Groß isch's Wasser gsi, und finster, wo sie derdur sin,
und chunt usem Weg, und 's tribt en aben und abe,
bis er abem Choli fallt und nümmen an's G'stad chunt.
An der Schore-Bruck dort hen sie 'n mornderigs g'funde.

Ich habe bei dieser Veränderung die einzige Besorgniß, da ich den eigentlichen Unglücksfall von dem Vater der jetzigen Frau Statthalterinn nicht kenne, ob dieser neu fingirte nicht mehr Aehnlichkeit damit habe als der alte. Sie müssen's wissen. Schreiben Sie mir's, wenn Ihnen etwa binnen 14—18 Tagen eine freie Stunde und eine gute Laune coincidiren. Ich möchte gerne in der dritten Auflage von allen Seiten klaglos und gerechtfertigt erscheinen, und es in der Vorrede dazu nicht umsonst selber rühmen, und was Sie hieran oder sonst dazu durch angelische Winke beitragen können, thun Sie gerne und ich nehme es dankbar an.

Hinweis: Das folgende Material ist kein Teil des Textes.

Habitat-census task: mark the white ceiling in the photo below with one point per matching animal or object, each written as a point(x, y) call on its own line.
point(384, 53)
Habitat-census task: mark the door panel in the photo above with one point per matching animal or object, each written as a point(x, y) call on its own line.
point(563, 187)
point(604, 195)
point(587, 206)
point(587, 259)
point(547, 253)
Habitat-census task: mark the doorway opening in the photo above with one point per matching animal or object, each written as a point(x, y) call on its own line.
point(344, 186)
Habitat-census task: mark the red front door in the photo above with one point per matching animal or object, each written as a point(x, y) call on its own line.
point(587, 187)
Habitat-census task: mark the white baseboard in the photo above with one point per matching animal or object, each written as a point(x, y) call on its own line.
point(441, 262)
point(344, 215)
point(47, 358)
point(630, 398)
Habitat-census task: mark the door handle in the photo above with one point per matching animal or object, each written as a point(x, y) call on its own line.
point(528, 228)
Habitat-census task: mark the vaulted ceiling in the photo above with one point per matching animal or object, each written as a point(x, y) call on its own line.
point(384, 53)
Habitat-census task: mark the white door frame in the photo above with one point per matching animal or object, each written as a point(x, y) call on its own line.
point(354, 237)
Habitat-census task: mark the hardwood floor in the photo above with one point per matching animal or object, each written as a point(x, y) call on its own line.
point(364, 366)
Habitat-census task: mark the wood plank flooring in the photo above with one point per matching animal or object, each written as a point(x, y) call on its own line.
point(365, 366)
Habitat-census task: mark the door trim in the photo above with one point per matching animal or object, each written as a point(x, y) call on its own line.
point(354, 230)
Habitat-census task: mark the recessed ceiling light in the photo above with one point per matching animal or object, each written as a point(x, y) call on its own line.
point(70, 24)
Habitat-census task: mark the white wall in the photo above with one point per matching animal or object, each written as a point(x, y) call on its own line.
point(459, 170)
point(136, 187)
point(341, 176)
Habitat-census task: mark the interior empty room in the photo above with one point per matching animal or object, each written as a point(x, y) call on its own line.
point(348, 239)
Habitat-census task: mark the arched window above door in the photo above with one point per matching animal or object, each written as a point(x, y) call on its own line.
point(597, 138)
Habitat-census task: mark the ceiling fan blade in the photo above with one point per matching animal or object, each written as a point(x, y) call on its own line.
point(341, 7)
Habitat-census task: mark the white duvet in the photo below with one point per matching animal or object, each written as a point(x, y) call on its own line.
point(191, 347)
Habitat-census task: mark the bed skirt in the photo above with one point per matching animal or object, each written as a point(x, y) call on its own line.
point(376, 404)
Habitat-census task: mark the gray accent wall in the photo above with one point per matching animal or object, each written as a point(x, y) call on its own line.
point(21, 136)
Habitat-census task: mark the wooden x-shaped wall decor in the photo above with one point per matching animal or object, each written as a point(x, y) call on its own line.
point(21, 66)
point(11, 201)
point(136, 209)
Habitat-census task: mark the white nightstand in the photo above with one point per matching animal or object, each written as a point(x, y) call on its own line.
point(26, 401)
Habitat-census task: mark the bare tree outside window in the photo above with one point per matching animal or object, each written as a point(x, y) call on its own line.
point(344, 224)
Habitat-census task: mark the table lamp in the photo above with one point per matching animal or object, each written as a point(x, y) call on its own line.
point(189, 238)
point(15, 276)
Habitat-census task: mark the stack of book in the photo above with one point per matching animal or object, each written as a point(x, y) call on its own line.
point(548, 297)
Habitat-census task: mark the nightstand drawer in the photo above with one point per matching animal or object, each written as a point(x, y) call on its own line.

Es tröstet mich für Sie, daß die Zeit Ihrer ferneren und hoffentlich letzten Prüfung wenigstens in die Sommermonate fällt, wo es fast pläsirlicher ist nach Hausen zu gehen, als nit. Wenn ich an Ihrer Stelle gewesen wäre, so wäre ich iedoch gestern droben über Nacht geblieben. Aber so ist er, er kann schon nimmer anderst als unterwegs studiren und dordurwillen sucht er einen Platz, wo er die Kirche näher hat, weil ihm nicht so fast das weite Laufen als das lange Studiren anheben beschwerlich wird. Ich halte es für eine große Vermessenheit und geistlichen Hochmuth, der nicht umsonst hingehen kann, daß die meisten Pfarrer im Oberlande, doch vielleicht auch nicht alle, meinen, der Segen und die Kraft des göttlichen Wortes sei an ihren Fleiß gebunden. Nein! Gott kann auch durch einfältige Predigten selig machen. Und wenn ieder gestern nur halb so gut und lang gepredigt und nur halb so viel Seelen hinzugethan hat, als der Apostel Petrus am ersten Pfingstfest, was aber nicht richtig gesagt ist, sondern das zweite war das erste, weil nicht der Tag, an welchem eine Begebenheit vorfiel, sein eigener Fest- und Gedächtnißtag sein kann, sondern die folgenden, an welchen man sich seiner erinnert und sich einbildet, er sei es selbst, wie denn auch der Charfreitag anno 34 ein schlechtes Passionsfest war, und der Dreifaltigkeitssonntag gar keins, weil die Dreifaltigkeit kein Factum in der Zeit ist, — so habt ihr für das ganze Kircheniahr genug gethan und euer Lohn wird groß sein im Himmel. Gott lasse Ihnen denselben noch lange nicht zu Theil werden.

Meinen Gruß!     H.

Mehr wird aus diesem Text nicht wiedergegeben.